A Path to CTE Success


Massachusetts has long been recognized as a K-12 education leader. (In the most recent Indiana Vision 2025 Report Card unveiled in 2017, it ranked in the top five in all the most significant education categories at the K-12 and postsecondary levels). It is now receiving high praise for its work in the career and technical education (CTE) area.

Laws and policies are certainly a starting point. The Alliance for Vocational Technical Education (AVTE) offers the following guidance for states seeking similar results:

Access and equity

It’s important that all students, regardless of their background or needs, have the opportunity to enroll in high-quality CTE programs. A necessary condition of that is providing students and parents with quality information about their options. And in terms of equity, states should make sure that admission policies and procedures aren’t biased in favor of certain students or certain populations.      

Infrastructure

Without the proper infrastructure in place, CTE programs can’t serve students well, let alone contribute to closing achievement gaps. AVTE points to a few key aspects of good infrastructure, namely employing effective teachers and staff, updated facilities and access to appropriate equipment. Perhaps the most important lesson is that high-quality CTE sectors need reliable and adequate funding. Modernized buildings, proper equipment, and highly qualified staff cost money, and states that want the benefits of excellent career and technical education must be ready to fund them.
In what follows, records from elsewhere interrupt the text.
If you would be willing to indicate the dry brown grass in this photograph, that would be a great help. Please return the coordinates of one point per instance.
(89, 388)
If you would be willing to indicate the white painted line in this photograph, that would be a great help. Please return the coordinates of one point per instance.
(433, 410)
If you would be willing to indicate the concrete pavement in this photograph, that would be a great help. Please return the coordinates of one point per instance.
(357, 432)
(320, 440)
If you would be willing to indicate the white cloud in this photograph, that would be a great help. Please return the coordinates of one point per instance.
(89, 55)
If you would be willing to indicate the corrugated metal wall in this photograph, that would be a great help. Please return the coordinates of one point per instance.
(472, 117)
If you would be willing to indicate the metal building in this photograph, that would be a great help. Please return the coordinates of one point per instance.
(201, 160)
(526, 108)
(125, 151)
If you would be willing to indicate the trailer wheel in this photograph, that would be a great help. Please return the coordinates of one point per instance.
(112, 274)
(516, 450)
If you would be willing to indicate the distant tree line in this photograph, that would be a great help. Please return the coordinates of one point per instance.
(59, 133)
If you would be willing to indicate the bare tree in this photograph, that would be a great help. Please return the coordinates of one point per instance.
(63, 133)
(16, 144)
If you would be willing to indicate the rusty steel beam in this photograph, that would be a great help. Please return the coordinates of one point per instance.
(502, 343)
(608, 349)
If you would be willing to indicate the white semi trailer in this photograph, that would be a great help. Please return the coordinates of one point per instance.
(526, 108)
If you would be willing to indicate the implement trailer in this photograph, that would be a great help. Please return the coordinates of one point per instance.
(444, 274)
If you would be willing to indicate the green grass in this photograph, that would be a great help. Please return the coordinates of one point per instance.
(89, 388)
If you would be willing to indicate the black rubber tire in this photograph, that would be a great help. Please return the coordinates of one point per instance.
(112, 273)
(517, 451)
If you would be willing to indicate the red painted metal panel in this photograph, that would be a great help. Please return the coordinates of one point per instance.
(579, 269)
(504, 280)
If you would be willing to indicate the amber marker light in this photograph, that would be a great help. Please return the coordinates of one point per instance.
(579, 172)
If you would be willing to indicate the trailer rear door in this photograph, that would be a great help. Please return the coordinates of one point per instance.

Curriculum, instruction and assessment

In the past, CTE has been labeled as “blue-collar stuff” best left for kids who aren’t on a college path. Many of today’s programs, however, are just the opposite. Students earn industry-recognized credentials that will place them in good-paying jobs, but they also earn associate and bachelor’s degrees. This transformation has a lot to do with the curriculum, instruction and assessments used by the programs.

For starters, high expectations must be non-negotiable. CTE students should never be held to lower standards than their peers in traditional academic programs. And curricula should be aligned to state academic standards, as well as national benchmarks and local employer needs. States should also carefully consider how to license and train their CTE teachers; AVTE recommends using nationally validated teacher competency testing. As for assessments, AVTE recommends utilizing pre- and post-technical tests to measure exactly what students know and are able to do.

Career readiness

The primary goal of CTE programs is to prepare students for careers. To this end, AVTE recommends collaborating with recognized industry credential providers like NOCTI to develop state-customized credentials that accurately measure readiness. Similar to the way a good ACT or SAT score demonstrates college readiness, earning an externally validated credential can give CTE students solid proof of their readiness and skills. AVTE also emphasizes the importance of meaningful partnerships between CTE programs, businesses and community members.

Data and outcomes

There’s no way to determine whether programs are effective without measurable outcomes, such as rates of graduation, dropout, job placement, and college-going and persistence. States should make these data easily accessible to the public so that students and their families can make well-informed choices.